HashTable是遗留类，很多映射的常用功能与HashMap类似，不同的是它承自Dictionary类，并且是线程安全的，并发性不如ConcurrentHashMap，因为ConcurrentHashMap引入了分段锁。

Hashtable不建议在新代码中使用，不需要线程安全的场合可以用HashMap替换，需要线程安全的场合可以用ConcurrentHashMap替换。

对比HashMap 的初始容量

默认11 的初始容量
需要注意的是Hashtable的默认初始容量大小是11，而HashMap 是16,但是他们的加载因子都是0.75f

  /**
   * Constructs a new, empty hashtable with a default initial capacity (11)
   * and load factor (0.75).
   */
  public Hashtable() {
    this(11, 0.75f);
  }

/**
 * Constructs an empty <tt>HashMap</tt> with the default initial capacity
 * (16) and the default load factor (0.75).
 */
public HashMap() {
  this.loadFactor = DEFAULT_LOAD_FACTOR; // all other fields defaulted
}

任意指定非负的容量
还有一点就是Hashtable的initialCapacity 也就是初始容量是是可以是你指定的任何非负整数，也就是你给它设置个0 也可以的

public Hashtable(int initialCapacity) {
  this(initialCapacity, 0.75f);
}

public Hashtable(int initialCapacity, float loadFactor) {
  if (initialCapacity < 0)
    throw new IllegalArgumentException("Illegal Capacity: "+
                      initialCapacity);
  if (loadFactor <= 0 || Float.isNaN(loadFactor))
    throw new IllegalArgumentException("Illegal Load: "+loadFactor);
    
  if (initialCapacity==0)
    initialCapacity = 1;
  this.loadFactor = loadFactor;
  table = new Entry<?,?>[initialCapacity];
  threshold = (int)Math.min(initialCapacity * loadFactor, MAX_ARRAY_SIZE + 1);
}

但是你看一下HashMap 的初始容量就不那么听话了，默认情况下，当我们设置HashMap的初始化容量时，实际上HashMap会采用第一个大于该数值的2的幂作为初始化容量(0 1 除外)
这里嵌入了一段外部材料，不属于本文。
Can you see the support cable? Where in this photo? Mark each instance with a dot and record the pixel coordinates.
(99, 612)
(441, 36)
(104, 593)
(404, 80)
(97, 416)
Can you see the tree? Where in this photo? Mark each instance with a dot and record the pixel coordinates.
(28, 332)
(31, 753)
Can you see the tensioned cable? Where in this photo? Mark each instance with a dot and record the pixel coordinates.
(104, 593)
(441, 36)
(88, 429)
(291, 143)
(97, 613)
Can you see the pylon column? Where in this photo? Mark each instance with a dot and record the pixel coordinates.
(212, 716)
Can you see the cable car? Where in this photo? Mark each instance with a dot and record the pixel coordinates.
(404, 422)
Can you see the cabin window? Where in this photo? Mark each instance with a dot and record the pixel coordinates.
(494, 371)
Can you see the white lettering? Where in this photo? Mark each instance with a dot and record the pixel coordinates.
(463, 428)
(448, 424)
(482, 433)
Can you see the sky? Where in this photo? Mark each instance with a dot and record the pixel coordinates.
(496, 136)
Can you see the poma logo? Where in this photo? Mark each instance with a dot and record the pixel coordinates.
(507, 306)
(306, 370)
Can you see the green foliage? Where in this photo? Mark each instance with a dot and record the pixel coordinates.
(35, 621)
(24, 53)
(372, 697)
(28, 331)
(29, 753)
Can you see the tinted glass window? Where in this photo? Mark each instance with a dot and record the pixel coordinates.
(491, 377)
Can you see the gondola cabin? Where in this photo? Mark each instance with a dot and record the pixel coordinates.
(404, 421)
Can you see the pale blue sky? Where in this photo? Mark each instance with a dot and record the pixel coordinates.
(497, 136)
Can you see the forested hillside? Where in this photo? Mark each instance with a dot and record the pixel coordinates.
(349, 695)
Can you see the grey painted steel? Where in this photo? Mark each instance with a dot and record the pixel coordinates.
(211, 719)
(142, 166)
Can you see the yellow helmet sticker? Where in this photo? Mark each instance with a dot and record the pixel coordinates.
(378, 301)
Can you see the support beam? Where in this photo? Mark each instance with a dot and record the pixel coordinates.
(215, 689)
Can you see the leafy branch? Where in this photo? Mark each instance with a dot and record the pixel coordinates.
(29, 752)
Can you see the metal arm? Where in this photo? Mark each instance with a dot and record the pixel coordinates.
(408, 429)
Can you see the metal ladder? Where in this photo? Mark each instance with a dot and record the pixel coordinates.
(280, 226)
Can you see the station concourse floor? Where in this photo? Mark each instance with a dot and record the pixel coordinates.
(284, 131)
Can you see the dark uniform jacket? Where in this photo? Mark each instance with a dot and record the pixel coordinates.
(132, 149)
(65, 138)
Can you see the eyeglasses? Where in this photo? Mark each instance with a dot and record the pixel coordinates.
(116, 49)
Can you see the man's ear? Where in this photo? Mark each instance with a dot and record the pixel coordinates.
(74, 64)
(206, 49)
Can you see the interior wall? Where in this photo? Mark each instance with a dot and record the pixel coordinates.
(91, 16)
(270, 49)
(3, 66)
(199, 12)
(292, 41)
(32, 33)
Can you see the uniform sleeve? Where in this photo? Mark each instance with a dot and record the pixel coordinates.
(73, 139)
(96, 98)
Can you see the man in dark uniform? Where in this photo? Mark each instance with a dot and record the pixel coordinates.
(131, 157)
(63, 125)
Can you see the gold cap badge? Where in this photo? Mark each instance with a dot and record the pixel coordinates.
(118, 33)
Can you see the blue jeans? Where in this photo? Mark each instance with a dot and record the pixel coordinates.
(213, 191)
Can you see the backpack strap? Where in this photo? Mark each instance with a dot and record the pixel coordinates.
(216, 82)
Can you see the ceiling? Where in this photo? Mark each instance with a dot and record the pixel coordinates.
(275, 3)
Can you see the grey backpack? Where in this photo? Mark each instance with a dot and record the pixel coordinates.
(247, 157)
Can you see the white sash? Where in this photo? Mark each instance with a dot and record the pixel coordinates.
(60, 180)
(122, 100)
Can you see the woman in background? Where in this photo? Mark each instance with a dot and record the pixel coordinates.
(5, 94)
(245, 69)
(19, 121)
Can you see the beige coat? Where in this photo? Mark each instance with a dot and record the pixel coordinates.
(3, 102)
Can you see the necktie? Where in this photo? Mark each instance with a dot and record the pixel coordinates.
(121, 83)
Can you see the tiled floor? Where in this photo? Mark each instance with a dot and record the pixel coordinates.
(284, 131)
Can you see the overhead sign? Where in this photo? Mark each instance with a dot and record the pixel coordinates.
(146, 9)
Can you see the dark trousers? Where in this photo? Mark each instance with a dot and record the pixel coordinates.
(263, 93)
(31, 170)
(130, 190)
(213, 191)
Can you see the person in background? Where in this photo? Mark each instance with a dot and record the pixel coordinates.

public HashMap(int initialCapacity, float loadFactor) {
  if (initialCapacity < 0)
    throw new IllegalArgumentException("Illegal initial capacity: " + initialCapacity);
  if (initialCapacity > MAXIMUM_CAPACITY)
    initialCapacity = MAXIMUM_CAPACITY;
  if (loadFactor <= 0 || Float.isNaN(loadFactor))
    throw new IllegalArgumentException("Illegal load factor: " + loadFactor);
  this.loadFactor = loadFactor;
  this.threshold = tableSizeFor(initialCapacity);
}

对比HashMap 的对null 值的支持

HashTable key value 都不支持null
首先HashMap 是支持null 值做key和value 的，但是HashTable 是不支持的，key 也不支持 value 也不支持

public synchronized V put(K key, V value) {
  // Make sure the value is not null
  if (value == null) {
    throw new NullPointerException();
  }

  // Makes sure the key is not already in the hashtable.
  Entry<?,?> tab[] = table;
  int hash = key.hashCode();
  int index = (hash & 0x7FFFFFFF) % tab.length;
  @SuppressWarnings("unchecked")
  Entry<K,V> entry = (Entry<K,V>)tab[index];
  for(; entry != null ; entry = entry.next) {
    if ((entry.hash == hash) && entry.key.equals(key)) {
      V old = entry.value;
      entry.value = value;
      return old;
    }
  }
  addEntry(hash, key, value, index);
  return null;
}

聪明的你们发现了吗，上面值检测了value ==null 则抛出NPE 但是没有说key 啊，因为如果key 是null 的话，key.hashCode()则会抛出异常，根本不需要判断，但是value 就不会抛出来

但是需要注意的实HashMap 对null 值虽然支持，但是可以从hash值的计算方法中看出，<null,value>的键值对，value 会覆盖的。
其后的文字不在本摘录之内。